Thanks for your comments. In truth, I haven't ridden it enough. I'll take care of matters this weekend. I have a Merckx Ex Ti and love the fit and handling. This one though has lots of fork rake and it's always a trip getting off the more recent designs and riding something with 50mm and + of rake. 



racerx said:


> that I have yet to add to my collection. Never can find one in my size and price range. Very nice.
> 
> What do you think of it so far? Do you plan on riding or just kind of collecting this one. I have ridden a few of these bikes and am floored on how well they handle a long stage race or a short crit.
> 
> Enjoy a piece of art.


----------



## fastfullback (Feb 9, 2005)

*I love that frame.*

I'll come right out and admit it. Yours is not my size, but that frame in that paint scheme is one thing I would love to have.


----------



## DannyBoy (Feb 19, 2004)

*V V Nice*

I like the earlier versions with the chrome stays. Nice looking ride all the same. Good call keeping ergo on it too, makes it more usable.

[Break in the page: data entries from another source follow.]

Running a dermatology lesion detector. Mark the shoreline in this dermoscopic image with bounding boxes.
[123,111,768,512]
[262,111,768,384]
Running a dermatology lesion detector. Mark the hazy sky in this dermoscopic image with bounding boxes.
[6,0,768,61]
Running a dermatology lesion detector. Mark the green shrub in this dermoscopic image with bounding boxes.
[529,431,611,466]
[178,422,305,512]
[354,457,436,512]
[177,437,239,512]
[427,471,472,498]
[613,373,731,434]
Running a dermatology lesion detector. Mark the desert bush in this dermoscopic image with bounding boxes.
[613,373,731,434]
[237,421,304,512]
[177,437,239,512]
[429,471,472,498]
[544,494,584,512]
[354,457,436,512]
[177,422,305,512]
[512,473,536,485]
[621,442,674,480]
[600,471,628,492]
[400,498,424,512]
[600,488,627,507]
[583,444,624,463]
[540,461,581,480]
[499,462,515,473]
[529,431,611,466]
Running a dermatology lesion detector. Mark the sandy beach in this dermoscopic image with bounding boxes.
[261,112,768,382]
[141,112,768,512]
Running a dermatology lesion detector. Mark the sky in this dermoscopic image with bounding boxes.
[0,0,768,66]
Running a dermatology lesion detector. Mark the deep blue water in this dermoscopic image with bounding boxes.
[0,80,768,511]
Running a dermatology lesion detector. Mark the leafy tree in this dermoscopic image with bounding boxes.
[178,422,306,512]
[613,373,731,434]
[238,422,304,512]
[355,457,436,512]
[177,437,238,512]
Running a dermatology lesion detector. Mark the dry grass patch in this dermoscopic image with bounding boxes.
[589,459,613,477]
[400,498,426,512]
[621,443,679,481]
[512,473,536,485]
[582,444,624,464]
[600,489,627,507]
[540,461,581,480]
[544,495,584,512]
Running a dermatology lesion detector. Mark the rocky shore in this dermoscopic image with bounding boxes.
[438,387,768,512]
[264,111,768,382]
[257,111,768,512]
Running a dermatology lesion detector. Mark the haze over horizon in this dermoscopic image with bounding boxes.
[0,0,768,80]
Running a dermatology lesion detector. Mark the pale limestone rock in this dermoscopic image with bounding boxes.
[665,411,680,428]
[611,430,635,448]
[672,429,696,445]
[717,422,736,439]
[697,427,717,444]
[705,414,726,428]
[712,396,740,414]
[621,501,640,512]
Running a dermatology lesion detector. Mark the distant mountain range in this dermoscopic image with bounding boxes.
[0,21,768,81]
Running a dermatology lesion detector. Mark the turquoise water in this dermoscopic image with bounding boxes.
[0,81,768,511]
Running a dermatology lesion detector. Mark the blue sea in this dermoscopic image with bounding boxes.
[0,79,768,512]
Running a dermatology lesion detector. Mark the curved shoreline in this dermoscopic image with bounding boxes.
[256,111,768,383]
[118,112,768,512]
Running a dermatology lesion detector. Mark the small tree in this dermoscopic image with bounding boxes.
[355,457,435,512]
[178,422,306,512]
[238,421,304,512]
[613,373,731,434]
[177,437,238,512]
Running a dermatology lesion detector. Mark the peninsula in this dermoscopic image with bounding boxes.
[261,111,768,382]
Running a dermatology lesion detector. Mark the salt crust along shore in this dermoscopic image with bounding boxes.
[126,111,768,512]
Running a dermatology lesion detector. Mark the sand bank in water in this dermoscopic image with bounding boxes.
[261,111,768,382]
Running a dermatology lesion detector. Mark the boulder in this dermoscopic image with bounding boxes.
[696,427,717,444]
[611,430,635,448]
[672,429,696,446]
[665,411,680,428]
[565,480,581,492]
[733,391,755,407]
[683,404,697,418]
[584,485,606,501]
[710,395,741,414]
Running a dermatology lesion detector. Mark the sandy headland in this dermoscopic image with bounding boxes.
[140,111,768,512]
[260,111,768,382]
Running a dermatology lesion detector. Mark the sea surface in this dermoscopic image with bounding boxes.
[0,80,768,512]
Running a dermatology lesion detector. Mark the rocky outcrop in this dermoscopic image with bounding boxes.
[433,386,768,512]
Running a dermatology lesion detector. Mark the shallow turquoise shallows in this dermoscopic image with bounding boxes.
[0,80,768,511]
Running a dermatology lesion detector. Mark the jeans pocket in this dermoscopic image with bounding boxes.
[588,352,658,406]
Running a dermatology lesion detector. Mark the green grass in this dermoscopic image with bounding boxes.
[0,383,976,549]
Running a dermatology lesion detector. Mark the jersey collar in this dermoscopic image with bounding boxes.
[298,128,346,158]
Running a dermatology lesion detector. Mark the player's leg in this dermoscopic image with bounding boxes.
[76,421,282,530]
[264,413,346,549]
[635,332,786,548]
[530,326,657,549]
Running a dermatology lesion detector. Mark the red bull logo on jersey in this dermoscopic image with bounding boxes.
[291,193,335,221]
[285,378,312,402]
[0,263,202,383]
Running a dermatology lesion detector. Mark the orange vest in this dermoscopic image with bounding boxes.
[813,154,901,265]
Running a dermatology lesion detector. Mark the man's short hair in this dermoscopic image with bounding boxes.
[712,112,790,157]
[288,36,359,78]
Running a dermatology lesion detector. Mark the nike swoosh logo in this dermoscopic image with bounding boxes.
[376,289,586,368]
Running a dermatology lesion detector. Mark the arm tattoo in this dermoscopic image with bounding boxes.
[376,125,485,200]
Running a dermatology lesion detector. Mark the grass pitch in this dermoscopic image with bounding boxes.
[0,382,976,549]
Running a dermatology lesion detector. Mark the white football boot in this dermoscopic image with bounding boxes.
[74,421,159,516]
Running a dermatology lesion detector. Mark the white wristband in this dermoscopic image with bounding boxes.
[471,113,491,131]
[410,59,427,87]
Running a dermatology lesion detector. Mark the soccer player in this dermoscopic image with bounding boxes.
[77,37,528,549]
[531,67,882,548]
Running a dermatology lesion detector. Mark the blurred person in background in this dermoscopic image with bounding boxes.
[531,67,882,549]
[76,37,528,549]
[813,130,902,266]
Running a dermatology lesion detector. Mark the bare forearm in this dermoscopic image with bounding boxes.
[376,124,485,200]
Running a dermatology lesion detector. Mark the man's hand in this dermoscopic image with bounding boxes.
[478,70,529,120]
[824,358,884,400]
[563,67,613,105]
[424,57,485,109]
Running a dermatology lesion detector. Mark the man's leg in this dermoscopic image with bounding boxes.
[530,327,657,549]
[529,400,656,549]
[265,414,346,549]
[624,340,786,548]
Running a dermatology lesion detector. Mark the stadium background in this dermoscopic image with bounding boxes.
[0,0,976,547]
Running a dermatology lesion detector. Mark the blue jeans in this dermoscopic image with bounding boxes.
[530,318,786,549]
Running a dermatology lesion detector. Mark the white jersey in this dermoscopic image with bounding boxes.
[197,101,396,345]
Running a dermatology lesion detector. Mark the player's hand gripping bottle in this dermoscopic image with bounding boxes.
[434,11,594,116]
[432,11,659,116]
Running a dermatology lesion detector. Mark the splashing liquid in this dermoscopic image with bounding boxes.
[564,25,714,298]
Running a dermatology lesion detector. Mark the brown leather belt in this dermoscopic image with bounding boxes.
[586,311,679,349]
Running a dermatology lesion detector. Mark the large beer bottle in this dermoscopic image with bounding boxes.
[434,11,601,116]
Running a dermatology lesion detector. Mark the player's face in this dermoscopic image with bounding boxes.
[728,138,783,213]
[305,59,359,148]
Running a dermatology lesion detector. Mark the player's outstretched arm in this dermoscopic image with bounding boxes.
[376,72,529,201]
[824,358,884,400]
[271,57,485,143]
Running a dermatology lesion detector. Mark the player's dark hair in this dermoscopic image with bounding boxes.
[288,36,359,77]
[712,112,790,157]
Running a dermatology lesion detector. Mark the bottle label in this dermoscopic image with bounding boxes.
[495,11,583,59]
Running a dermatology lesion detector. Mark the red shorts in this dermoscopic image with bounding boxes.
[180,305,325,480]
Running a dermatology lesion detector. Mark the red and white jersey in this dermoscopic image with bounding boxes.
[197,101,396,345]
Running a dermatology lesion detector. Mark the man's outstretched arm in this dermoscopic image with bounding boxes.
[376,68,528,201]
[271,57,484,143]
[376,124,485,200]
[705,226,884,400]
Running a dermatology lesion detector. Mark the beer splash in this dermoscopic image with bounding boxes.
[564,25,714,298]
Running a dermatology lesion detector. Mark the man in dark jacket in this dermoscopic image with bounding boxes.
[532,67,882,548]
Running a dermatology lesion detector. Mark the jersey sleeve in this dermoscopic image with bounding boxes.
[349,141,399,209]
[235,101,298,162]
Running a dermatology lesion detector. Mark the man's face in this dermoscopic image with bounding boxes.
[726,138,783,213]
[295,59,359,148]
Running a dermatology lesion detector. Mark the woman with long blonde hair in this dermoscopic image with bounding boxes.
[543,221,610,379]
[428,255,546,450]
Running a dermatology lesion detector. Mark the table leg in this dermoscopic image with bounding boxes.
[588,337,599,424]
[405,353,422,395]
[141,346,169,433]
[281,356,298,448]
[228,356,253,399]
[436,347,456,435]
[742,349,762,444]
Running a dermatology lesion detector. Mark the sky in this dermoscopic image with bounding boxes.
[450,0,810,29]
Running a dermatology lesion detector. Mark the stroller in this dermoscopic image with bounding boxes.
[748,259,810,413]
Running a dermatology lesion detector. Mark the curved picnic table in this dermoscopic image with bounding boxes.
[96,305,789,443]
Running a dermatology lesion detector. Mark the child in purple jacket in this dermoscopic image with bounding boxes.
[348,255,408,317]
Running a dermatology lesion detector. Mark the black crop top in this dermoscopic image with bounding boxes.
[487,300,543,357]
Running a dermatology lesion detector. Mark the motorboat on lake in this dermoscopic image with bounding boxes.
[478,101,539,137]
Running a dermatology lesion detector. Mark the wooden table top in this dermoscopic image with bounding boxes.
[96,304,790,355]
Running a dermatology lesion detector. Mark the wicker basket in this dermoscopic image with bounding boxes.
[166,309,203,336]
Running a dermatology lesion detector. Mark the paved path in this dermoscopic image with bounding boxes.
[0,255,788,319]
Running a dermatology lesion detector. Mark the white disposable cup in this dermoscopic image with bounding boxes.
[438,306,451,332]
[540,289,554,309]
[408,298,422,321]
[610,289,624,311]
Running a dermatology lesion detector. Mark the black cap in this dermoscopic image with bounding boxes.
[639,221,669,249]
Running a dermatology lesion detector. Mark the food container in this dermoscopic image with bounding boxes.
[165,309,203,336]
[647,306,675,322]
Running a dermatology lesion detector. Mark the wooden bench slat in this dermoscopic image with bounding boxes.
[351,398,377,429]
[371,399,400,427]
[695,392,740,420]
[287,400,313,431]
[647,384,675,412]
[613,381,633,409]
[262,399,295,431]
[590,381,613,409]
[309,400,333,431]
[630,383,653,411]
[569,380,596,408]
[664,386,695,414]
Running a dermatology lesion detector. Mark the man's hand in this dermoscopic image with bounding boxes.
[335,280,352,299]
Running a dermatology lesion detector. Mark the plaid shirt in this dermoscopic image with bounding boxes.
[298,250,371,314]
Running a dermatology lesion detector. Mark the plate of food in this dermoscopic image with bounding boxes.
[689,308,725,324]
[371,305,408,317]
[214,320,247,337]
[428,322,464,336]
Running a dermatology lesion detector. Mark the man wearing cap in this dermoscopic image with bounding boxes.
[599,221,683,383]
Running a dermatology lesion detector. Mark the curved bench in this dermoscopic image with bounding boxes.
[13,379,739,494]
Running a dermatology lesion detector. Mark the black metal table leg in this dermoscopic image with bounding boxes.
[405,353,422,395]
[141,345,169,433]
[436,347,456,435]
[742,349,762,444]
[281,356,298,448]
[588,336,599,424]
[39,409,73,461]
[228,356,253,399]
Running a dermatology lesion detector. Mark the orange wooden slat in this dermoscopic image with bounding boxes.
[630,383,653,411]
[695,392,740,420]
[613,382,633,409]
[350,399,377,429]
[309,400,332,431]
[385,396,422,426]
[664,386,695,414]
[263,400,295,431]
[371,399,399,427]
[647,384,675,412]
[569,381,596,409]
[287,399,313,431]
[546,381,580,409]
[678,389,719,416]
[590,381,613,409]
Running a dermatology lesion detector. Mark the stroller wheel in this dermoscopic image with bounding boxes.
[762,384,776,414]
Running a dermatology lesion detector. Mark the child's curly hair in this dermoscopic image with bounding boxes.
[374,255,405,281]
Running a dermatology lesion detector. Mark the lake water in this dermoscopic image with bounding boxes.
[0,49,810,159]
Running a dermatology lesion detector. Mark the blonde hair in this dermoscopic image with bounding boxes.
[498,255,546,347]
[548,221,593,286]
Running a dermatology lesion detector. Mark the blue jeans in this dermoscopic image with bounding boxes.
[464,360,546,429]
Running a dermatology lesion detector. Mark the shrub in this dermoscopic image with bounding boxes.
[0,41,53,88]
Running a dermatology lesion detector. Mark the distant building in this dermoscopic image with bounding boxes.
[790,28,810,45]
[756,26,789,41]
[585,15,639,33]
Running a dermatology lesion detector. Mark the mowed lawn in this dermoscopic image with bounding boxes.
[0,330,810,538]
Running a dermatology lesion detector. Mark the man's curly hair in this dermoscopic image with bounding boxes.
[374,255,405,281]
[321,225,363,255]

Packing up your bikes? Where you off to now? Aren't you only just back in the states from London?


----------



## haiku d'etat (Apr 28, 2001)

on the merckx ti mil, contact Tom at gvhbikes.com and ask. he might be able to point your quest in the right direction.

as far as the team bike (is it actually a team bike), too small for me. but i've been looking for almost four years.


----------



## rutteger (Oct 9, 2005)

Awesome bike.

I had a Corsa in Motorola colours for a couple of years. Loved the ride, like they stay steel is real  . Bike sadly got smashed up following an altercation with a car. Been looking for a replacement ever since without luck. Ah well


----------



## atpjunkie (Mar 23, 2002)

*if I had the room and the coin*

I'd have a set of size 60 Corsas
a) 7-11
b) Motorola
c) T-Kom
d) Faema
e) Molteni
f) maybe a 10th anniversarry

I have an 84 or 85 Corsa in Silver, may repaint in Molteni to match my Team Alu or Faema just because.

anyone hear of a size 60 Molteni MXL drop me a PM


----------



## haiku d'etat (Apr 28, 2001)

boneman said:


> Still looking for a Merckx Ti Millenium in my size.


get in touch with Tom at gvhbikes.com, he might have a hookup.

TNSquared has one and it's a beauty.

i missed the chance when Gary had those in my size.

beautiful bikes and made by Litespeed.


----------



## haiku d'etat (Apr 28, 2001)

J's Haiku Shop said:


> get in touch with Tom at gvhbikes.com, he might have a hookup.
> 
> TNSquared has one and it's a beauty.
> 
> ...


hmm double post two weeks later.


----------